What can probably only be described as gothic romance-metal (think maybe Kaleidescope-era Siouxsie meets Tool), California’s own Chelsea Wolfe will probably be remembered as Pasadena Daydream’s darling of darkness. Drawing on everything from folk to dark metal, Wolfe doesn’t shy away from using her personal traumatic experiences as a way to frame what she sees as an overwhelming global political melee (her song “Vex” for example is acoustically rooted in a deep-sea “hum,” which she believes is an “instinctual guide to the creatures who live in those dark depths,” an allegory for mass human suffering and perhaps music itself). Her wailing lyrics, buried beneath a throbbing grimy reverb, call for personal embodiment as a means of escaping our current tumultuous atmosphere of hate and fear.

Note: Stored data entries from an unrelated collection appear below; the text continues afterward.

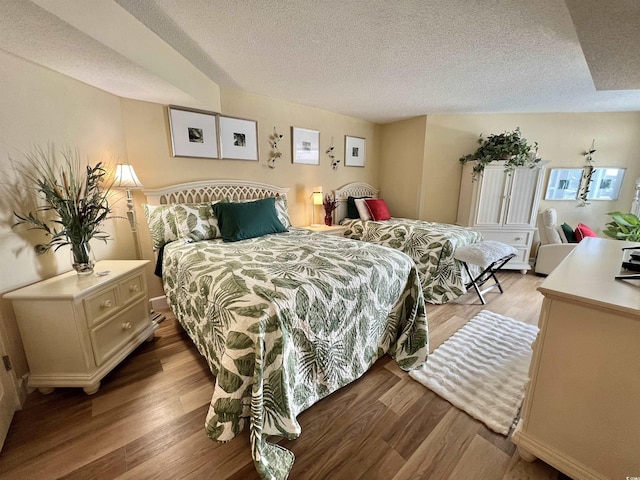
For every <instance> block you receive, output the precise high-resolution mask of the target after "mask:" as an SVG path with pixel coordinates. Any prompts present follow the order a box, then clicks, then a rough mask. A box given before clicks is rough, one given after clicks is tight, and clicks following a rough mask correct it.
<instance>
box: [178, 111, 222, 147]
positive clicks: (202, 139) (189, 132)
mask: <svg viewBox="0 0 640 480" xmlns="http://www.w3.org/2000/svg"><path fill="white" fill-rule="evenodd" d="M169 129H170V130H171V147H172V149H173V156H174V157H197V158H219V156H218V114H217V113H215V112H207V111H204V110H193V109H188V108H184V107H176V106H174V105H169Z"/></svg>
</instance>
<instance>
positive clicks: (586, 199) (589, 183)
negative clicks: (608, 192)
mask: <svg viewBox="0 0 640 480" xmlns="http://www.w3.org/2000/svg"><path fill="white" fill-rule="evenodd" d="M595 145H596V140H595V138H594V139H593V140H592V141H591V148H590V149H589V150H587V151H586V152H584V159H585V161H586V162H587V166H586V167H584V176H583V180H582V186H581V188H580V195H579V196H578V200H579V201H580V203H579V204H578V206H579V207H584V206H586V205H589V202H587V199H588V198H589V190H590V189H591V180H592V177H593V172H594V171H595V169H594V168H593V162H594V160H593V154H594V153H595V151H596V149H595Z"/></svg>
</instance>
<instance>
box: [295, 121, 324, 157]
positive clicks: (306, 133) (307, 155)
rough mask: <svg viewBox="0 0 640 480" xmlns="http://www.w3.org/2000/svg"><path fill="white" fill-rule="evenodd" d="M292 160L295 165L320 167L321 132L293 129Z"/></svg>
mask: <svg viewBox="0 0 640 480" xmlns="http://www.w3.org/2000/svg"><path fill="white" fill-rule="evenodd" d="M291 158H292V161H293V163H303V164H306V165H320V132H319V131H317V130H309V129H308V128H298V127H291Z"/></svg>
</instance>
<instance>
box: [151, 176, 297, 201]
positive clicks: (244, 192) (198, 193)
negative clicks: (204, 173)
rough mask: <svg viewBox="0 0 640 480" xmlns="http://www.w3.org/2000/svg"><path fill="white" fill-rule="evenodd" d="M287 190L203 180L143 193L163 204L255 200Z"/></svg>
mask: <svg viewBox="0 0 640 480" xmlns="http://www.w3.org/2000/svg"><path fill="white" fill-rule="evenodd" d="M288 191H289V189H288V188H282V187H276V186H275V185H269V184H266V183H259V182H250V181H245V180H204V181H198V182H189V183H179V184H176V185H170V186H168V187H164V188H156V189H151V190H144V194H145V195H146V197H147V202H148V203H149V204H151V205H165V204H171V203H207V202H212V201H214V200H225V199H227V200H230V201H240V200H255V199H259V198H266V197H279V196H280V195H284V194H286V193H287V192H288Z"/></svg>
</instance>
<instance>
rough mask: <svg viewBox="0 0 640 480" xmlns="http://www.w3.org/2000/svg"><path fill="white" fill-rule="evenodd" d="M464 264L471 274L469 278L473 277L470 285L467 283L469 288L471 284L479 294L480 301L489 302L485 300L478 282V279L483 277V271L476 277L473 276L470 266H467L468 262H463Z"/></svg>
mask: <svg viewBox="0 0 640 480" xmlns="http://www.w3.org/2000/svg"><path fill="white" fill-rule="evenodd" d="M462 265H464V268H465V270H466V271H467V275H469V278H470V279H471V281H470V282H469V284H470V285H467V288H469V286H473V289H474V290H475V291H476V293H477V294H478V297H479V298H480V302H481V303H482V304H483V305H486V304H487V302H485V301H484V297H483V296H482V292H481V291H480V287H479V286H478V284H477V283H476V281H477V280H478V278H480V277H482V275H483V273H484V272H482V273H481V274H480V275H478V276H477V277H476V278H473V276H472V275H471V272H470V271H469V267H468V266H467V262H462Z"/></svg>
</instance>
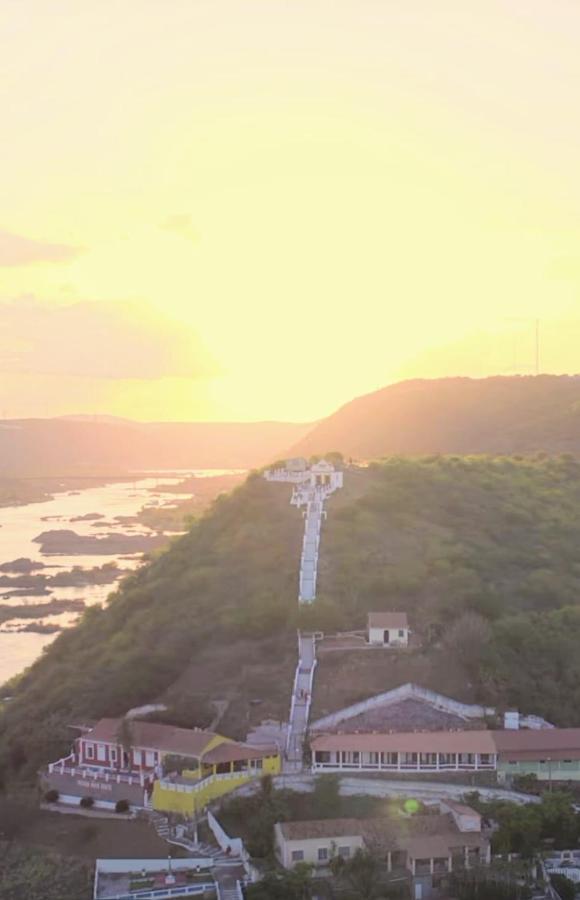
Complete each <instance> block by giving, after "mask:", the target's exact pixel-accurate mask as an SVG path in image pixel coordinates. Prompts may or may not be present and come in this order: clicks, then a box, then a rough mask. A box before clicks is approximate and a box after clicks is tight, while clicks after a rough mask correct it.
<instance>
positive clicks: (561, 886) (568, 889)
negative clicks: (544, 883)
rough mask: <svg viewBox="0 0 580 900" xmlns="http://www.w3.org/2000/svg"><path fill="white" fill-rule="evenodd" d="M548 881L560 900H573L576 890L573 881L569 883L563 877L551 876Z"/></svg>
mask: <svg viewBox="0 0 580 900" xmlns="http://www.w3.org/2000/svg"><path fill="white" fill-rule="evenodd" d="M550 881H551V882H552V884H553V886H554V887H555V888H556V890H557V891H558V894H559V895H560V898H561V900H574V898H575V896H576V888H575V887H574V882H573V881H570V879H569V878H566V876H565V875H551V876H550Z"/></svg>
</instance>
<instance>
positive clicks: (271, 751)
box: [203, 741, 279, 765]
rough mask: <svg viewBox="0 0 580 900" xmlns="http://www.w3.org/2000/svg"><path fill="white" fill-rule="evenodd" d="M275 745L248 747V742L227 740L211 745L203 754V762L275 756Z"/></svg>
mask: <svg viewBox="0 0 580 900" xmlns="http://www.w3.org/2000/svg"><path fill="white" fill-rule="evenodd" d="M278 752H279V751H278V749H277V747H250V746H248V744H238V743H237V742H236V741H228V742H226V743H223V744H218V745H217V747H212V749H211V750H208V752H207V753H204V755H203V761H204V763H207V764H208V765H215V764H217V763H222V762H237V761H238V760H245V759H263V758H264V757H265V756H276V755H277V754H278Z"/></svg>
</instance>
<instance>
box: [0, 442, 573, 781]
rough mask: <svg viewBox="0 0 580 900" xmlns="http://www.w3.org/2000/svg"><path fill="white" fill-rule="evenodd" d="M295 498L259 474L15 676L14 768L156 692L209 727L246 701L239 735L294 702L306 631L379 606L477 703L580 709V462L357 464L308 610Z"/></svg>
mask: <svg viewBox="0 0 580 900" xmlns="http://www.w3.org/2000/svg"><path fill="white" fill-rule="evenodd" d="M289 495H290V488H289V487H288V486H284V485H280V484H269V483H267V482H265V481H264V480H263V479H262V478H261V477H260V476H259V475H258V474H254V475H252V476H250V477H249V479H248V480H247V481H246V483H245V484H244V485H243V486H241V487H239V488H237V489H236V490H235V491H233V493H232V494H230V495H228V496H222V497H220V498H218V499H217V501H216V502H215V503H214V504H213V506H212V507H211V509H210V510H209V511H208V512H206V513H205V514H204V515H203V516H202V517H201V518H200V519H199V520H198V521H196V522H195V523H194V524H193V525H192V527H191V529H190V531H189V532H188V533H187V534H186V535H184V536H183V537H181V538H179V539H177V540H175V541H174V542H173V543H172V545H171V546H170V548H169V550H168V551H167V552H164V553H161V554H159V555H158V556H157V558H155V559H154V560H152V562H151V563H150V564H149V565H147V566H146V567H144V568H143V569H142V570H141V571H139V572H138V573H136V574H135V575H132V576H130V577H129V578H128V579H126V580H125V581H124V582H123V584H122V585H121V587H120V589H119V590H118V591H117V593H116V594H115V595H113V597H112V599H111V601H110V603H109V604H108V606H107V608H105V609H100V608H97V607H91V608H89V609H87V610H86V612H85V613H84V615H83V618H82V620H81V623H80V624H79V626H77V627H76V628H74V629H72V630H70V631H67V632H64V633H63V634H61V635H60V636H59V637H58V638H57V639H56V641H55V642H54V643H53V644H52V645H51V646H50V648H48V649H47V651H46V652H45V653H44V654H43V656H42V658H41V659H39V660H38V661H37V663H35V665H34V666H32V667H31V669H30V670H29V671H28V672H26V673H25V674H24V675H23V676H22V677H20V678H19V679H18V680H17V681H16V682H15V683H13V684H12V685H10V692H11V693H12V694H13V696H14V699H13V700H12V701H11V702H10V703H8V704H6V705H5V707H4V709H3V711H2V713H1V715H2V736H1V737H0V763H1V764H2V765H3V766H4V768H5V769H6V770H8V772H9V773H13V772H15V771H19V772H20V773H21V775H22V776H28V777H30V778H34V777H35V773H36V770H37V768H38V767H39V766H40V765H42V764H44V763H45V762H46V761H47V760H49V759H55V758H57V757H58V756H59V755H60V754H61V753H63V752H66V751H68V747H69V745H70V734H71V733H70V730H69V728H68V725H69V724H70V723H71V722H78V721H84V720H86V719H88V718H98V717H100V716H103V715H119V714H122V713H124V712H125V711H126V710H127V709H128V708H130V707H132V706H137V705H141V704H143V703H150V702H156V701H158V700H159V699H162V700H168V701H169V705H170V706H171V707H172V709H174V710H176V711H177V710H181V711H182V717H181V723H182V724H189V725H194V724H199V725H205V726H207V725H208V724H209V720H210V716H211V714H212V708H213V707H211V706H210V705H209V702H211V703H212V704H214V703H215V701H217V700H225V701H228V700H229V699H231V698H232V697H233V698H234V700H235V702H232V703H231V704H230V707H229V709H228V711H227V712H226V713H225V715H224V717H223V719H222V720H221V721H220V725H219V727H220V729H222V730H223V731H225V732H226V733H230V734H231V735H232V736H234V737H244V736H245V733H246V731H247V727H248V725H249V724H250V722H251V712H252V710H253V709H254V708H255V710H256V711H257V712H256V715H257V716H258V717H259V718H261V717H264V716H265V715H270V716H271V715H274V716H283V715H284V714H285V712H286V709H287V704H288V699H289V697H288V695H289V686H290V683H291V673H292V670H293V666H294V664H295V644H294V640H295V638H294V635H295V629H296V627H297V626H300V627H304V628H308V627H317V628H318V627H320V628H322V629H325V630H336V629H341V628H345V629H346V628H348V629H352V628H363V627H364V624H365V620H366V613H367V611H368V610H371V609H374V610H380V609H405V610H407V611H408V613H409V614H410V618H411V623H412V626H413V629H414V631H415V633H416V634H417V635H418V636H419V637H420V638H421V640H422V648H421V649H420V650H419V651H414V652H415V654H416V655H417V654H418V656H420V658H421V659H425V660H429V659H430V658H432V657H435V656H436V655H437V654H439V657H440V658H442V659H444V660H445V661H446V663H447V664H448V665H449V666H450V667H452V668H453V670H454V671H457V672H458V673H459V674H460V675H461V676H462V680H463V682H465V681H469V682H470V684H471V688H470V691H471V693H472V695H473V698H474V699H478V700H480V701H482V702H486V703H489V704H494V705H498V706H500V707H501V706H502V705H504V704H505V705H512V704H513V705H515V706H517V707H519V708H520V709H521V710H522V711H523V712H536V713H538V714H540V715H544V716H546V717H547V718H549V719H550V720H551V721H554V722H556V723H557V724H561V725H573V724H579V723H580V655H579V654H578V653H577V647H578V645H579V642H580V604H579V602H578V598H580V563H579V562H578V547H579V546H580V463H579V462H577V461H576V460H574V459H573V458H571V457H568V456H563V457H559V458H557V459H550V458H545V457H543V456H539V457H537V458H534V459H514V458H507V457H499V458H483V457H466V458H459V457H436V456H433V457H428V458H423V459H417V460H409V459H401V458H392V459H388V460H385V461H382V462H379V463H376V464H373V465H371V466H370V467H368V468H365V469H352V468H351V469H348V470H347V471H346V480H345V488H344V490H343V491H340V492H338V493H337V494H336V495H334V496H333V497H332V498H331V499H330V500H329V503H328V510H329V515H328V521H327V522H326V523H325V525H324V538H323V541H322V551H321V562H320V596H319V599H318V600H317V602H316V604H315V605H314V606H313V607H310V608H305V609H301V610H299V609H298V606H297V602H296V589H297V570H298V561H299V556H300V546H301V538H302V519H301V517H300V515H299V514H298V513H297V512H296V510H295V509H294V508H293V507H291V506H290V505H289V502H288V501H289ZM457 683H461V681H460V680H459V679H458V680H457ZM427 686H429V685H427ZM432 686H434V687H435V686H436V685H432ZM242 690H243V696H242V694H240V691H242ZM240 697H242V700H243V702H237V701H238V698H240ZM188 701H189V702H191V707H190V713H189V714H188V715H189V716H190V719H189V720H188V721H184V718H183V716H185V713H184V712H183V711H184V710H186V709H187V702H188ZM192 701H193V702H192ZM191 710H194V711H195V712H191ZM171 714H172V713H171V712H170V714H169V715H171ZM186 718H187V717H186Z"/></svg>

Wolfe’s last album, 2017’s Hiss Spun speaks to a seething loneliness and alienation and culture of frenzy that her music is an attempt to quell. “It’s overwhelming and I have to write about it,” she says, citing Henry Miller as an inspiration to “embrace the mess of self” as a way to control our world and exert autonomy in it. Saying only that a new album would be released “in 2019,” we’re sure to be delving into some deep waters with Wolfe sharing the stage with other heavy soul-searchers this August.
Emma Ruth Rundle
A little Kate Bush, a little Cocteau Twins, a little Beth Orton, a little folk, Louisville-born visual artist and musician Emma Ruth Rundle isn’t here to let her dreamy sweetness fool you. She can go as deep as you let her, and her billing on Pasadena Daydream will definitely be a performance to look forward to. Rundle’s music is a lush, languid tapestry that borders on country, psychedelia, and alt-rock. In an interview this year, Rundle says that she constructs all of her songs on her father’s acoustic guitar, layering lots of polyphonic chords and overdubbing into a highly structured but brutally honest writing process. Her widely-praised 2018 album On Dark Horses is probably what caught the ear of Robert Smith, as it deals with similar Cure-esque themes of mourning, drama and loss, however with a much more uplifting, weightless sound than some of the other acts on the Pasadena Daydream bill. There is no word on an upcoming album from Rundle, but we are sure to be uplifted by her small frame and large sound when she hits the stage.